Mike, Tammy, Rob, and Tina decide to have a checker tournament at school. They

want to be sure that each of them gets a chance to play everyone once. They have

asked you to make a schedule for their tournament that meets the following criteria:

The tournament will last for one week. They can play only from Monday to

Friday.

The tournament will occur during lunch time since there is enough time during

lunch to play one game of checkers.

They have two checker sets, therefore, two games can occur at the same time.

Mike cannot play checkers on the days he has other meetings which are on

Mondays and Wednesdays.

Each player must play every other player once.

How Many Colors?

Goals

1. Students will explore the concept of map coloring.
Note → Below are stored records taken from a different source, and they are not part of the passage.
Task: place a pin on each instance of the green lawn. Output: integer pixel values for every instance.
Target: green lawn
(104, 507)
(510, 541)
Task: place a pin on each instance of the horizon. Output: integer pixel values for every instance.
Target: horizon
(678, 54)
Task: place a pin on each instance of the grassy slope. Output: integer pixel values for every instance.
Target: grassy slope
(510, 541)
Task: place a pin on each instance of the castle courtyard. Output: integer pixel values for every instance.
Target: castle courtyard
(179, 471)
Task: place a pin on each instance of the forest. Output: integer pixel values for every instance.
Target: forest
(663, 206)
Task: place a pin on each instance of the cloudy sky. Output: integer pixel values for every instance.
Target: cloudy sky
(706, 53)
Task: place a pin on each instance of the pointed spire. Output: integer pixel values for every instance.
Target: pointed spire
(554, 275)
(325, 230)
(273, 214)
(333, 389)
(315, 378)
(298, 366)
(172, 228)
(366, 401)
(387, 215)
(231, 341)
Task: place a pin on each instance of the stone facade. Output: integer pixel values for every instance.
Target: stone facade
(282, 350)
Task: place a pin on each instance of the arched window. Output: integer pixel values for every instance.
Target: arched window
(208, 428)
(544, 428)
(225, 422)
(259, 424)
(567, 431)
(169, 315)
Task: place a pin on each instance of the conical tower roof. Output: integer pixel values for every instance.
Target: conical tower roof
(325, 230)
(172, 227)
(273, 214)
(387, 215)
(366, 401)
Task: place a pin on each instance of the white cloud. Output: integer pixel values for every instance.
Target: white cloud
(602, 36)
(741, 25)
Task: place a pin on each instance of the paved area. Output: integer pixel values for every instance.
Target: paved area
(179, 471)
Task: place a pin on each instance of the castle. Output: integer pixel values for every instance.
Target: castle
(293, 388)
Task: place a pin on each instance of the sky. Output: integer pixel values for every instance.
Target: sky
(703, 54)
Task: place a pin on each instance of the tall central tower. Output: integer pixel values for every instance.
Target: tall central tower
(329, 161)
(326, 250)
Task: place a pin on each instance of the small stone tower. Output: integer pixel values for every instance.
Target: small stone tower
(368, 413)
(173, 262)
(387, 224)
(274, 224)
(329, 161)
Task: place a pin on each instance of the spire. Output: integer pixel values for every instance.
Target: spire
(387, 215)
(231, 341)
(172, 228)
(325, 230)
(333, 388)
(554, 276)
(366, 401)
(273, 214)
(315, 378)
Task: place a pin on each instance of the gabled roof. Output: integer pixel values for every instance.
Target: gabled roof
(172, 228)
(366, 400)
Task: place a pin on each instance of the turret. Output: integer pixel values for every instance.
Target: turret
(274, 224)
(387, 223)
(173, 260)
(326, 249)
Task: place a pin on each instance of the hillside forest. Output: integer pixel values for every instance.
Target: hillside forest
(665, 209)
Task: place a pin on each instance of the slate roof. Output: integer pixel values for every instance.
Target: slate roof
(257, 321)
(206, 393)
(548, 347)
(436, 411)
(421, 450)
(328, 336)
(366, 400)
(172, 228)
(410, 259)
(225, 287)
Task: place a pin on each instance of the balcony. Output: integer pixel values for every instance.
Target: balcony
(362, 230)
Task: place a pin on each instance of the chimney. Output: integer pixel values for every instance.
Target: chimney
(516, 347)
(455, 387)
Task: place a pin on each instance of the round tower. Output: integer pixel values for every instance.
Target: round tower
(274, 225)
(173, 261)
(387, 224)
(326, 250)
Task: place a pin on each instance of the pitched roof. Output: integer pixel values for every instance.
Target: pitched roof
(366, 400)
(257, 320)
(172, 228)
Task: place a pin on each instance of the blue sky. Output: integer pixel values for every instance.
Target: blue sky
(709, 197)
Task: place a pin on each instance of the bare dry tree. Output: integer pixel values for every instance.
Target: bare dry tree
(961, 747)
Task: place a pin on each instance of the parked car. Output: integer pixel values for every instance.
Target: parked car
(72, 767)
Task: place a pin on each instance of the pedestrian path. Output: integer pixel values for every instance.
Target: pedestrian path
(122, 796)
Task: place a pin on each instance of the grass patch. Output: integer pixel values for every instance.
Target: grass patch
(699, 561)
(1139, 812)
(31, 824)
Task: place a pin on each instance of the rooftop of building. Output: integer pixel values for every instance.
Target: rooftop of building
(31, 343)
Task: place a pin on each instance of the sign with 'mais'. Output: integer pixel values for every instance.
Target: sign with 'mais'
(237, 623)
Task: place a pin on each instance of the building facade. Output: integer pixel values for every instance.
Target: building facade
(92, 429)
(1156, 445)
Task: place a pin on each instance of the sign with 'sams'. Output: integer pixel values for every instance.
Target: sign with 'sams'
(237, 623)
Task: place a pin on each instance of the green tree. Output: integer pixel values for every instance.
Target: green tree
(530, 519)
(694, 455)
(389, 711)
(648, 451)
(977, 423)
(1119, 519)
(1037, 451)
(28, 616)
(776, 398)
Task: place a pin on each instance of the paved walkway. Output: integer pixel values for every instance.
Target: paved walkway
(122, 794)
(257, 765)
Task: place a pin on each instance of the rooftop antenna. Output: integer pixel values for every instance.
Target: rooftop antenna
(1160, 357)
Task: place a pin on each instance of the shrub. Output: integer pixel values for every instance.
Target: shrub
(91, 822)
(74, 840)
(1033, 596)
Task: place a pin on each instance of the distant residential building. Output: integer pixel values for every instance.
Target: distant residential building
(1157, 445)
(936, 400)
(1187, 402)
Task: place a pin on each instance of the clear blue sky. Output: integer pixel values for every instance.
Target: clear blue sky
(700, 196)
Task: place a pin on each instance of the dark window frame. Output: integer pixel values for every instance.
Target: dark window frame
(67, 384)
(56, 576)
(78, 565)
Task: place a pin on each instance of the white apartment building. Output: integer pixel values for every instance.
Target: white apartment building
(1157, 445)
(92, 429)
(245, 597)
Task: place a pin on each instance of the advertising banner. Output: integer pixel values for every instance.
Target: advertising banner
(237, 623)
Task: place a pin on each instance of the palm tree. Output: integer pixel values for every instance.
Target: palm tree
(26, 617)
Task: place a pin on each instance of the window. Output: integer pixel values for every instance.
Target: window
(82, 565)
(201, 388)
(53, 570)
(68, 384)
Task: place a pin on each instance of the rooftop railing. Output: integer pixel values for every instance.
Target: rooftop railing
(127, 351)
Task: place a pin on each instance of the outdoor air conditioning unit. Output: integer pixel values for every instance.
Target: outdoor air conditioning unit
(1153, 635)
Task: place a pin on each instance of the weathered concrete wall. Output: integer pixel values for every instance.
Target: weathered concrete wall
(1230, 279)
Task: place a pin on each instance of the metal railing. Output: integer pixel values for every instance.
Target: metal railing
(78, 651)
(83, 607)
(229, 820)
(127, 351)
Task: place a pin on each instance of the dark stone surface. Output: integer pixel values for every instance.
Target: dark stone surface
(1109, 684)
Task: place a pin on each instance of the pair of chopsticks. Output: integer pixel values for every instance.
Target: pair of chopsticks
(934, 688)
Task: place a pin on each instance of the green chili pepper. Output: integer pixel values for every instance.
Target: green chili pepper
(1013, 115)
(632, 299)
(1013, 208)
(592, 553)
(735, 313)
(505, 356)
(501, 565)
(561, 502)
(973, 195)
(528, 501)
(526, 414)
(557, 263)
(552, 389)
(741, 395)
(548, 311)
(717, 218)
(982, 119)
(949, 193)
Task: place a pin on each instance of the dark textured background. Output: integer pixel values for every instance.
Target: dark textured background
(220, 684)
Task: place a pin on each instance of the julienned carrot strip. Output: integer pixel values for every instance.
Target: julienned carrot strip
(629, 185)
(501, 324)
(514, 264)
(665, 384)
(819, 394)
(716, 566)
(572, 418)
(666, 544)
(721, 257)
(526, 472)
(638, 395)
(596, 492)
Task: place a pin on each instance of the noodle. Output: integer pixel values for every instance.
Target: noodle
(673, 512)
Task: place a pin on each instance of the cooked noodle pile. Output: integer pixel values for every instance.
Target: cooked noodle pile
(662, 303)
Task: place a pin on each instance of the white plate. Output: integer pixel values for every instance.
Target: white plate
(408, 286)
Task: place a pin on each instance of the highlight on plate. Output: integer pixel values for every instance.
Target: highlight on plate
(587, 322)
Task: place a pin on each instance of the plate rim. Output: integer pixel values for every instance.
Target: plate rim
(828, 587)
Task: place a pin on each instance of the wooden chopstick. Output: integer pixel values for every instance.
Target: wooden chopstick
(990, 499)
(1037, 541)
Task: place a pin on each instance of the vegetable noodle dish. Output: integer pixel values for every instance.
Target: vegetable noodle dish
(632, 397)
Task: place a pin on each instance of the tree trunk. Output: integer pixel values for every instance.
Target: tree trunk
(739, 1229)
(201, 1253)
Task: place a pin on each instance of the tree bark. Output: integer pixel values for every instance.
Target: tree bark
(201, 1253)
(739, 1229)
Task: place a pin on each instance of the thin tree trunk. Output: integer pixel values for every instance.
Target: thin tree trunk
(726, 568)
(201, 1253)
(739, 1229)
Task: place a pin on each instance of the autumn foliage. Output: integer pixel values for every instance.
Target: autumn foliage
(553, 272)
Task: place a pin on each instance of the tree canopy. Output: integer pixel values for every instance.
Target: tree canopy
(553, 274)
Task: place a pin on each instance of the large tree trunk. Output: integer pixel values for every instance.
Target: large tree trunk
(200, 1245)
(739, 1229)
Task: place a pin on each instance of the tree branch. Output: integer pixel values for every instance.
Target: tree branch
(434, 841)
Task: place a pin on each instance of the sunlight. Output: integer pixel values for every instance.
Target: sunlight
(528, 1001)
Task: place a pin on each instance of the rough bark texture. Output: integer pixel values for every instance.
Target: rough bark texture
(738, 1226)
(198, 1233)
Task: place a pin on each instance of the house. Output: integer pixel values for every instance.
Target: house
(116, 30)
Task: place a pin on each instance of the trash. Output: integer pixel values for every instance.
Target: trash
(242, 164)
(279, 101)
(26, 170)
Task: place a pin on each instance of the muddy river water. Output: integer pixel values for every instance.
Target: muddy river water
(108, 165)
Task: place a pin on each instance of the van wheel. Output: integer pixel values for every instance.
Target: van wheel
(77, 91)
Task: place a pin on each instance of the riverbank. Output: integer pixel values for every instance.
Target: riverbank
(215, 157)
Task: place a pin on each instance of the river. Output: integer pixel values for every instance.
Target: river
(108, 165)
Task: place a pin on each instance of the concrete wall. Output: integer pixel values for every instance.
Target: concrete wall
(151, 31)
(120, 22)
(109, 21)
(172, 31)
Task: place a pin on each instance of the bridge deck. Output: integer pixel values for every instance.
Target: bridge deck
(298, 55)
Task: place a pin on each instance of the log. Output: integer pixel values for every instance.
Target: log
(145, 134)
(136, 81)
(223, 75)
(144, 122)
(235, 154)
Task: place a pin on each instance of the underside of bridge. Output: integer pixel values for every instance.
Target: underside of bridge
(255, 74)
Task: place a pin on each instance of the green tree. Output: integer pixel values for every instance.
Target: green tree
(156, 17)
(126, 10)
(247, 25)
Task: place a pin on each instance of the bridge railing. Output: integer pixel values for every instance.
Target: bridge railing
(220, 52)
2. Students will work in order to arrive at the smallest number of colors needed and

decide if that number is correct. They will also be able to explain, and justify, how

they arrived at this solution.

Abstract

This activity, which is set in the context of having students find the minimum number

of colors needed to color a map is related to graph theory and map coloring problems.

Students are asked to come with a method for coloring maps. This method will then

be shared with the instructor.

Problem Statement

In reading maps, it is helpful to be able to distinguish countries or states by means of

their colors. States that touch one another should not have the same color as it would

be hard to find their boundaries. When coloring maps, it is optimal to use as few

colors as possible. How does one determine how many different colors are needed to

color any map? Students will be asked to devise methods for determining how many

colors are needed to color any given map.

Instructions

Does there exist a method for coloring maps with the least amount of different colors?

No two adjacent or touching state can have the same colors. One possible coloring

would be to choose eleven different colors and give each state its own color. This is

definitely not the minimum amount of colors that could be used. Your job is to devise

a method of coloring this map of these eleven states so that you use the minimum

number of colors and that no adjacent states use the same color. When you think you

have a method that works, write down the steps involved in using your method so that

another student can understand your steps and color the map by your method.

Use your set of steps to try your coloring algorithm on the second map below. If it

does not work, go back to the original map and steps and modify your method. Try

your method on the second map until it works on that one too.

When you are convinced that your method works, exchange your instruction list with

the instructor in a Power Point presentation. Discuss your method thoroughly.

What’s the Shortest Route?

Goals

1. Students will explore the concepts of circuits and paths as it relates to the shortest

route between cities.

2. Students will work in order to arrive at the shortest route solution and be able to

explain, and justify, how they arrived at this solution.

Abstract

This activity, which is set in the context of having students find the shortest route

between cities is related to graph theory, circuits and paths. Students are asked to

come with a method for traveling between cities in a way that allows them to visit

each city using the fewest miles. These methods and solutions are then shared with the

instructor.

Problem Statement

Finding the shortest route between cities is an important task for most businesses that

require their employees to travel to various cities. Shortest routes usually save time

and money and keep the travelers from returning to cities too often. In this activity,

the students will be asked to determine the shortest route between several cities. They

will also be asked to justify their method for coming up with the shortest route.

Instructions

Suppose a salesperson wishes to travel to each city in the map below exactly once,

starting and ending in New York, and using only the roads shown. The numbers on

the roads indicate distances (in miles) between cities. Find the shortest route that the

salesperson could use.

Look for a method that will work every time you try a problem like this. Are you

convinced that your route is the shortest? Why?

Create a Power Point presentation to trace your route and give supporting evidence of

why you think your route is the shortest.